Intensive control operations in southwest Asia have significantly reduced infestations in both India and Pakistan. While extensive hatching and hopper band formation occurred in India and, on a smaller scale, in southeast Pakistan, the second generation of breeding that commences this month is expected to be on a much smaller and more manageable scale.
Pakistan is seeking innovative ways to cope with its worst locust infestation in three decades.
The outbreak began June 2019 after swarms migrated from Iran, in a surge linked by climate experts to changing conditions that facilitated conducive to the spread.
It is also tied to a “climate change-induced international locust crisis” in Yemen and East Africa, says Muhammad Tariq Khan, the Technical Director of the Plant Protection Department at the Pakistani Ministry of Food Security. He told Reuters that first, “two big cyclones in 2018 dumped enough water in a desert area called the Empty Quarter in the Arabian Peninsula for three generations of locusts to grow undetected,” he explained. This was followed by the inability of war-torn Yemen to properly exterminate the pests, which lay their eggs beneath the soil, which “came up like a bomb,” he said. The situation was further worsened, Khan explained, with the creation of moist soil conditions favorable for breeding in the border desert area when July’s monsoon rains arrived 10 days earlier than usual.
The FAO has estimated that financial losses to Pakistan’s agricultural sector by locusts in 2020 could reach $2.2 billion for winter crops like wheat and potatoes and about $2.8 billion for summer crops.
Islamabad is now undertaking a new $15 million project to turn the voracious pests into organic fertilizer for the benefit of local communities. The state-run Pakistan Agricultural Research Council (PARC) had initially launched a trial study in February aimed at using locusts to feed chickens, but changed focus after concern arose that pesticide-spraying operations could be harmful to plants, animals and people.
“Sprayed locusts, if used as feed, are a threat to human health,” PARC Chairman Muhammad Azeem Khan explained to Reuters.
Researchers motivated by efforts to seek chemical-free methods of eliminating the locust population came up the new plan, described by biotechnologist Johar Ali as “environmentally friendly and sustainable.”
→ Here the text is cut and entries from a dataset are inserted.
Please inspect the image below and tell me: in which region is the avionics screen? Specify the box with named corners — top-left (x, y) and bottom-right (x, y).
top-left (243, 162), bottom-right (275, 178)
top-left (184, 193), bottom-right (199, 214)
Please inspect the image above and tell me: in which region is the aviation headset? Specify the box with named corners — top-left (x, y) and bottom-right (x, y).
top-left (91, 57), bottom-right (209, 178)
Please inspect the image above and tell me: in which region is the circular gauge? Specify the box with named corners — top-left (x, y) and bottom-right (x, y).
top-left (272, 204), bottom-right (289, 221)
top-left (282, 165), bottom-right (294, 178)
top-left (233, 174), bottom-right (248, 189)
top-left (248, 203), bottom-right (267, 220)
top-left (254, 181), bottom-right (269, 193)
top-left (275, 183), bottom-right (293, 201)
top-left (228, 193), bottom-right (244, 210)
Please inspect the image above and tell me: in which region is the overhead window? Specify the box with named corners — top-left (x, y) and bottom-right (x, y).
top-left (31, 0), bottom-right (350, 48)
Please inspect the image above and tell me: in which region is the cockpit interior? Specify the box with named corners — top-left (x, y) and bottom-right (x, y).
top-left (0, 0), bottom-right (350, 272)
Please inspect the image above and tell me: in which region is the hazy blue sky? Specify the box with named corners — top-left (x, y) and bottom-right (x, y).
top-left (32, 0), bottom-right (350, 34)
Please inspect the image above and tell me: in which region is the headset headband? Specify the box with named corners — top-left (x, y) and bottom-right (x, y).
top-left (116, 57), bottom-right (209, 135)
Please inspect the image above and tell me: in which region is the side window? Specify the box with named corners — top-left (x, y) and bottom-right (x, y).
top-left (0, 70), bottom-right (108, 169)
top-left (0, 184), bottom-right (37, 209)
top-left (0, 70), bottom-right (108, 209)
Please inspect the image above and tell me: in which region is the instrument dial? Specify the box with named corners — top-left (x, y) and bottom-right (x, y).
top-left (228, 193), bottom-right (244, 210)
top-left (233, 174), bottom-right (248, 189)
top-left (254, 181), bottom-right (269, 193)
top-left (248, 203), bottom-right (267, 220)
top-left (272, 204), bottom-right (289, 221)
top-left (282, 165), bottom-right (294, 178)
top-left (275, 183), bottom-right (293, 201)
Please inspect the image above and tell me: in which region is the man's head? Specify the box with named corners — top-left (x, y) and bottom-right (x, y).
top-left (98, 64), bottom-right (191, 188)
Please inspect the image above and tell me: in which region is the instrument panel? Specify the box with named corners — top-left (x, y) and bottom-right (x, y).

The new initiative has been approved by Pakistan’s National Locust Control Center. Communities in the Cholistan, Tharparkar, Nara and Thal desert areas were trained on how to catch locusts, which are sold both dead or alive for 25 rupees per kilo ($1 = 165.83 Pakistani Rupees). The insects are then mixed with bio-waste such as manure and vegetation and transformed into a rich compost capable of providing the “slow and continuous” release of nutrients, which Azeem Khan said could help farmers increase yields by 30% while halving the use of chemical fertilizer.